Filtering keys within a dataset

Use the Filter transform to create a new dataset by filtering records from the input dataset based on a regular expression. Rows that don't satisfy the filter condition are removed from the output.

  • For string data types, you can filter rows where the key value matches a specified string.

  • For numeric data types, you can filter rows by comparing the key value to a specified value using the comparison operators <, >, =, !=, <=, and >=.

If you specify multiple filter conditions, the results are combined using an AND operator by default, but you can choose OR instead.

The Filter transform is case sensitive. Add an ApplyMapping transform as a parent node if you need case-insensitive property key names.

To add a Filter transform node to your job diagram
  1. (Optional) Open the Resource panel and then choose Filter to add a new transform to your job diagram, if needed.

  2. On the Node properties tab, enter a name for the node in the job diagram. If a node parent isn't already selected, then choose a node from the Node parents list to use as the input source for the transform.

  3. Choose the Transform tab.

  4. Choose either Global AND or Global OR. This determines how multiple filter conditions are combined. All conditions are combined using either AND or OR operations. If you have only a single filter conditions, then you can choose either one.
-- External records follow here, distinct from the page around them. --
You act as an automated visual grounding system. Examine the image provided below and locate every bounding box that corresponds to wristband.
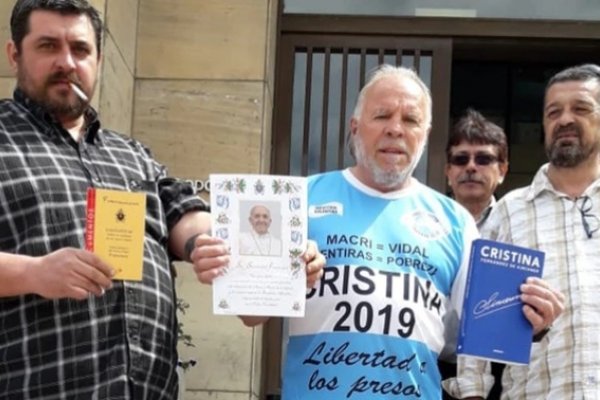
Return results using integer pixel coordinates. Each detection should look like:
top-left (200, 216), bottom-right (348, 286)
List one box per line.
top-left (184, 233), bottom-right (201, 262)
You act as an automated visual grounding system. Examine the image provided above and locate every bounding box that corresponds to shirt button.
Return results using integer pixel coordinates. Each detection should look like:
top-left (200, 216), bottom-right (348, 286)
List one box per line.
top-left (585, 376), bottom-right (598, 386)
top-left (129, 180), bottom-right (140, 190)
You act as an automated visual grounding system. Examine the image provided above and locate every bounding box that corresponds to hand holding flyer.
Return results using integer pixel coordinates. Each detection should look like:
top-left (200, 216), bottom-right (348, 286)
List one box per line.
top-left (210, 174), bottom-right (308, 317)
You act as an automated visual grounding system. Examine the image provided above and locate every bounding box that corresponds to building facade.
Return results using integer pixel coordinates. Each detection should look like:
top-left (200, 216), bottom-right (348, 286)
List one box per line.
top-left (0, 1), bottom-right (599, 399)
top-left (0, 0), bottom-right (277, 399)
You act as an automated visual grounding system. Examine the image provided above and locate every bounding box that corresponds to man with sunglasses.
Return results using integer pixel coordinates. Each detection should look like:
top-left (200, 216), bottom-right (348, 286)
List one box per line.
top-left (445, 109), bottom-right (508, 231)
top-left (446, 64), bottom-right (599, 399)
top-left (441, 109), bottom-right (509, 400)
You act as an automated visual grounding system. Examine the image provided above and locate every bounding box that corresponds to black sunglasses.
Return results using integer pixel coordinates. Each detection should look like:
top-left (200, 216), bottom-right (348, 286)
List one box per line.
top-left (448, 153), bottom-right (498, 167)
top-left (577, 196), bottom-right (599, 239)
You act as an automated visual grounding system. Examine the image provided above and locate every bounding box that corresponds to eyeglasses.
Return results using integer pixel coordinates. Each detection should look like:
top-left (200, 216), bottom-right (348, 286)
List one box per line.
top-left (448, 153), bottom-right (498, 166)
top-left (577, 196), bottom-right (599, 239)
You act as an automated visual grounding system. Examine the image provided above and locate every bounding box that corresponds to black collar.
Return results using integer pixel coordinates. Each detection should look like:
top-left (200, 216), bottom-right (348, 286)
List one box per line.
top-left (13, 88), bottom-right (102, 143)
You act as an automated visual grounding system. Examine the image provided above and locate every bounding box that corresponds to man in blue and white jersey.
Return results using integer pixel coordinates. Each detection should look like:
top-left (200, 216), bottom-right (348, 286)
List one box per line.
top-left (281, 65), bottom-right (478, 399)
top-left (284, 65), bottom-right (562, 400)
top-left (194, 65), bottom-right (562, 399)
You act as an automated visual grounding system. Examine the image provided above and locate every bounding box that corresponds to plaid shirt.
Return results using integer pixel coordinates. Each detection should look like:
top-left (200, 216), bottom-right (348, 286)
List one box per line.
top-left (445, 164), bottom-right (600, 399)
top-left (0, 90), bottom-right (207, 399)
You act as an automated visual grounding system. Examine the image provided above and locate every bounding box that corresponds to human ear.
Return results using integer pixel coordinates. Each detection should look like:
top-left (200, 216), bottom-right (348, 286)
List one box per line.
top-left (6, 40), bottom-right (19, 73)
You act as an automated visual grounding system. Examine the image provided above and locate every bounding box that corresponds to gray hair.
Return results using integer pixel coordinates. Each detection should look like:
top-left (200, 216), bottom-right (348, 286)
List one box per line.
top-left (348, 64), bottom-right (432, 158)
top-left (546, 64), bottom-right (600, 103)
top-left (352, 64), bottom-right (432, 129)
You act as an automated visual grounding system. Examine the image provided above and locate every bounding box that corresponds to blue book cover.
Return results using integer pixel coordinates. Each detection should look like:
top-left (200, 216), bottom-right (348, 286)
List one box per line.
top-left (457, 238), bottom-right (545, 365)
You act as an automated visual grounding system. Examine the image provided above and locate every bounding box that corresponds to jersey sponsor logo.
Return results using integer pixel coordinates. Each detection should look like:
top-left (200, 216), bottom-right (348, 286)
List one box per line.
top-left (402, 210), bottom-right (450, 240)
top-left (309, 202), bottom-right (344, 218)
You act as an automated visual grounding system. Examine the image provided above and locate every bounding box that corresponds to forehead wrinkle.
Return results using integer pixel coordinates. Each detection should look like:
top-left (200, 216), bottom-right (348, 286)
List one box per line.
top-left (26, 12), bottom-right (96, 47)
top-left (546, 81), bottom-right (600, 107)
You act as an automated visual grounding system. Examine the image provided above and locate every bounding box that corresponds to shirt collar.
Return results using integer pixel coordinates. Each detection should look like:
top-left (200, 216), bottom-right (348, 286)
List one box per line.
top-left (253, 232), bottom-right (271, 239)
top-left (525, 162), bottom-right (600, 201)
top-left (476, 196), bottom-right (496, 228)
top-left (14, 87), bottom-right (102, 143)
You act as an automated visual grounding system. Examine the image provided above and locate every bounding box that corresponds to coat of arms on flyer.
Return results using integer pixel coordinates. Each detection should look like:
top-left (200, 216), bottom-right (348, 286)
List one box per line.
top-left (210, 174), bottom-right (308, 317)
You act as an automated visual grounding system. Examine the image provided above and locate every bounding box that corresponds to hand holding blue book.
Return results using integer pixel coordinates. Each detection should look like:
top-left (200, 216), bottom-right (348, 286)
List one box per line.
top-left (457, 238), bottom-right (545, 365)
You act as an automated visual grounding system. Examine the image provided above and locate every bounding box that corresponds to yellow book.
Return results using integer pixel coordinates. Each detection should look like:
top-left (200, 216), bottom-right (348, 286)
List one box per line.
top-left (85, 188), bottom-right (146, 281)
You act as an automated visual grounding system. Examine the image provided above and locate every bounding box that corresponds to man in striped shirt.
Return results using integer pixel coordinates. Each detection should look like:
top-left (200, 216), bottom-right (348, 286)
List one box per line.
top-left (0, 0), bottom-right (215, 398)
top-left (447, 64), bottom-right (600, 398)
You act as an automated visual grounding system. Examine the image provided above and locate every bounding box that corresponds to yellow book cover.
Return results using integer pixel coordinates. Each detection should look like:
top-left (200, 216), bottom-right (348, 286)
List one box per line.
top-left (85, 188), bottom-right (146, 281)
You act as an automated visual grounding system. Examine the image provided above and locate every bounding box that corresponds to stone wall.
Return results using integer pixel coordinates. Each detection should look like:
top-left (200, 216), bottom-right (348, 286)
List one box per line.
top-left (0, 1), bottom-right (278, 398)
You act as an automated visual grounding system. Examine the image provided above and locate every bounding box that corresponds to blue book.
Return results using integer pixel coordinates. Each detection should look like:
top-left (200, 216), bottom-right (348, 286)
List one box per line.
top-left (457, 238), bottom-right (545, 365)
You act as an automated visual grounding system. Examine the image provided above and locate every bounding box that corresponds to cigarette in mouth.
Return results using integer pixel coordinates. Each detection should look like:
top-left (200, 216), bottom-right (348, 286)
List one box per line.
top-left (70, 82), bottom-right (89, 102)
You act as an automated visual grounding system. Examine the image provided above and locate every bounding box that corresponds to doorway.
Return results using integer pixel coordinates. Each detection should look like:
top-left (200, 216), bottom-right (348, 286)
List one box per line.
top-left (450, 38), bottom-right (600, 196)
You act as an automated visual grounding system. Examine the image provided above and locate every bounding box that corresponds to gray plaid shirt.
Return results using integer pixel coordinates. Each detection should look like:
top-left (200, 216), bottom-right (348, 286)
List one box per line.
top-left (0, 89), bottom-right (206, 399)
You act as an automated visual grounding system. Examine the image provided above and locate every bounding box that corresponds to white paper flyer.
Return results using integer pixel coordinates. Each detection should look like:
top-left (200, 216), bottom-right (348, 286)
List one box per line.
top-left (210, 174), bottom-right (307, 317)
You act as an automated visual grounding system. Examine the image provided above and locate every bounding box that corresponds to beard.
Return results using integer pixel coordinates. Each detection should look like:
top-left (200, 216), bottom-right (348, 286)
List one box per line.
top-left (546, 123), bottom-right (597, 167)
top-left (17, 65), bottom-right (89, 121)
top-left (353, 133), bottom-right (425, 189)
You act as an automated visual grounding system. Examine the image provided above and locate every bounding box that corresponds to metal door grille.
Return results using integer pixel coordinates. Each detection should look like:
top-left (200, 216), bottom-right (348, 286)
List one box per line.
top-left (273, 35), bottom-right (452, 191)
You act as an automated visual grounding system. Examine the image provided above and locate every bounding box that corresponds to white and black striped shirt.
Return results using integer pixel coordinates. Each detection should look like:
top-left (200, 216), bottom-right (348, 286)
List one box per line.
top-left (448, 163), bottom-right (600, 399)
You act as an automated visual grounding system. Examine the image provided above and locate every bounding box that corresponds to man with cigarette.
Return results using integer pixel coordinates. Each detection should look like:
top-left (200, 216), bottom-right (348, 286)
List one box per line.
top-left (0, 0), bottom-right (209, 398)
top-left (0, 0), bottom-right (323, 398)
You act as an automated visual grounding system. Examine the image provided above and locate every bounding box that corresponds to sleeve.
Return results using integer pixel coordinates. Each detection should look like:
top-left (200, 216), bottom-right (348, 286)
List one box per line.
top-left (159, 177), bottom-right (208, 231)
top-left (439, 212), bottom-right (479, 362)
top-left (449, 214), bottom-right (479, 322)
top-left (442, 356), bottom-right (494, 398)
top-left (132, 138), bottom-right (209, 232)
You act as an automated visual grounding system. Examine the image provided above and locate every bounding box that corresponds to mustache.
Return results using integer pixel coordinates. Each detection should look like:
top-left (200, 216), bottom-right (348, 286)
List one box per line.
top-left (457, 172), bottom-right (483, 184)
top-left (553, 122), bottom-right (581, 138)
top-left (46, 71), bottom-right (81, 86)
top-left (377, 140), bottom-right (409, 152)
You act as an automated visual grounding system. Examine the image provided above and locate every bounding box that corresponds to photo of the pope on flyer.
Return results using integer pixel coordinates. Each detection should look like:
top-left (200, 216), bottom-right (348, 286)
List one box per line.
top-left (238, 201), bottom-right (282, 257)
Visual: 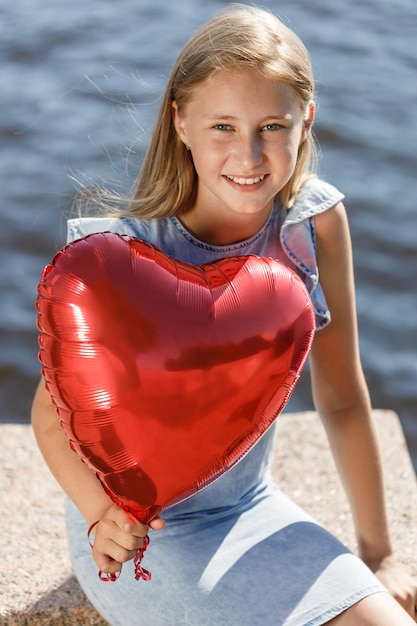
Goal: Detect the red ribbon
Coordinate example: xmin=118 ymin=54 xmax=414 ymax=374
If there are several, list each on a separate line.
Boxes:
xmin=134 ymin=535 xmax=151 ymax=581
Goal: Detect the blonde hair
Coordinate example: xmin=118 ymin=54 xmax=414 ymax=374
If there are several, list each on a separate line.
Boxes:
xmin=90 ymin=4 xmax=318 ymax=218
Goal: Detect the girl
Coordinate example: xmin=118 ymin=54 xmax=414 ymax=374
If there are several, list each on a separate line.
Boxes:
xmin=32 ymin=5 xmax=417 ymax=625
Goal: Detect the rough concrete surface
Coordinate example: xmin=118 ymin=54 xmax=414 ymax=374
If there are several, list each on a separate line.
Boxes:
xmin=1 ymin=410 xmax=416 ymax=625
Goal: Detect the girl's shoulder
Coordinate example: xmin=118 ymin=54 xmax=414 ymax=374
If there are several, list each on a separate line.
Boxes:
xmin=66 ymin=215 xmax=168 ymax=244
xmin=279 ymin=178 xmax=345 ymax=331
xmin=285 ymin=178 xmax=345 ymax=226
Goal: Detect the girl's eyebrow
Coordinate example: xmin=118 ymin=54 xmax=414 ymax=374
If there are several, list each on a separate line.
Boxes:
xmin=203 ymin=113 xmax=293 ymax=121
xmin=202 ymin=114 xmax=238 ymax=120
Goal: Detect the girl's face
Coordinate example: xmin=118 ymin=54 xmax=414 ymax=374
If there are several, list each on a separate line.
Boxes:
xmin=172 ymin=69 xmax=314 ymax=243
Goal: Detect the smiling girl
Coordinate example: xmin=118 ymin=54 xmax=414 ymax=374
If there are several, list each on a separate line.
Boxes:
xmin=32 ymin=5 xmax=417 ymax=625
xmin=171 ymin=70 xmax=313 ymax=244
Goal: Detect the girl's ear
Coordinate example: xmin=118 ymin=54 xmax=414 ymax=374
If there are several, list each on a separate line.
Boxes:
xmin=301 ymin=100 xmax=315 ymax=143
xmin=172 ymin=101 xmax=188 ymax=146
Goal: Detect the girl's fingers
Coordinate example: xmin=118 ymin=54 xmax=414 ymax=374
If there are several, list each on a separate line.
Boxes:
xmin=90 ymin=506 xmax=166 ymax=572
xmin=95 ymin=516 xmax=145 ymax=553
xmin=93 ymin=535 xmax=140 ymax=568
xmin=94 ymin=548 xmax=123 ymax=575
xmin=149 ymin=517 xmax=166 ymax=531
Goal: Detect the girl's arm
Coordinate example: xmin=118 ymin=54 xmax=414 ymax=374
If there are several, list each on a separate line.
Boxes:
xmin=31 ymin=379 xmax=164 ymax=575
xmin=310 ymin=201 xmax=416 ymax=615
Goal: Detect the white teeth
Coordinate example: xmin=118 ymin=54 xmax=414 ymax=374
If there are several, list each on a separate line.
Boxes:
xmin=226 ymin=175 xmax=265 ymax=185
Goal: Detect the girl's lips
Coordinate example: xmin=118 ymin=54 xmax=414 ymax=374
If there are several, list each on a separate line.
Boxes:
xmin=225 ymin=174 xmax=266 ymax=186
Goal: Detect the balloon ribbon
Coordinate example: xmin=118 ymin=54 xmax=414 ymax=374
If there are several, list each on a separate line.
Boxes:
xmin=134 ymin=535 xmax=151 ymax=581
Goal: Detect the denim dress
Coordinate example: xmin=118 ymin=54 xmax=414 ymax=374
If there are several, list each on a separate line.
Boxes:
xmin=64 ymin=179 xmax=385 ymax=625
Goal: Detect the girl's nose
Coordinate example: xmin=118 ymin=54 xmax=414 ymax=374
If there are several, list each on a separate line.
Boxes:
xmin=237 ymin=134 xmax=263 ymax=170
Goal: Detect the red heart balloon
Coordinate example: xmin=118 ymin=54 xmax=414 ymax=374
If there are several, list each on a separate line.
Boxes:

  5. Choose the Add condition button in the Filter condition section to add a filter condition.

    In the Key field, choose a property key name from the dataset. In the Operation field, choose the comparison operator. In the Value field, enter the comparison value. Here are some examples of filter conditions:

    • year >= 2018

    • State matches 'CA*'

    When you filter on string values, make sure that the comparison value uses a regular expression format that matches the script language selected in the job properties (Python or Scala).

  6. Add additional filter conditions, as needed.

  7. (Optional) After configuring the transform node properties, you can view the modified schema for your data by choosing the Output schema tab in the node details panel. The first time you choose this tab for any node in your job, you are prompted to provide an IAM role to access the data. If you have not specified an IAM role on the Job details tab, you are prompted to enter an IAM role here.

  8. (Optional) After configuring the node properties and transform properties, you can preview the modified dataset by choosing the Data preview tab in the node details panel. The first time you choose this tab for any node in your job, you are prompted to provide an IAM role to access the data. There is a cost associated with using this feature, and billing starts as soon as you provide an IAM role.